だが、別に自棄になっているわけではない。
後腐れのない相手と、お互いその時間を楽しむだけのことだ。
「女と戯れている時間だけ、余計なことを考えずにすむんだ」
吐き捨てるようにそう言い放った俺に、懐かしい木山の鉄拳が飛ぶ。
「見損なわせるな。
おまえが女にモテたのは、その時その時の女に真剣だったからじゃないのか。
今のおまえは、ただのスケコマシじゃねえかよ」
突き放すようでいながら、木山が誰よりも俺を思ってくれているのはわかっている。
だが今の俺は、どうにも気持ちのやり場を見つけられず、もがいていた。
「もともと大した男じゃねえよ」
まだ大した量も飲んでいないのに、頭にぼんやり靄がかかったように思考回路が麻痺している。
最近は、酒を飲んでもいつもそうだ。
心配そうに俺を見る木山を感じながらも、俺は肩を落としたまま、打ちひしがれたようにただグラスを握りしめていた。
「また、みんなで集まって野球やろうぜ」
そう言って肩に置かれた木山の手の温かさに、情けないほど泣きたくなる自分を感じながら。

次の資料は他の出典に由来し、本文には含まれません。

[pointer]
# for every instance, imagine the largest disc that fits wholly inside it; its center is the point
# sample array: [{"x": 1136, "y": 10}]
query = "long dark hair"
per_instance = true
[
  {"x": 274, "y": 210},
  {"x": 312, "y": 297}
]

翌週の幼児グループのレッスンに、航平の姿はなかった。
先週復帰した時に見せた彼の弾けるような笑顔が忘れられず、俺は悩んだ末に、レッスン後母親に電話を入れてみるが、何度かけても留守電に切り替わる。
肩入れしすぎと言われるかもしれないが、航平が気になって仕方なかった。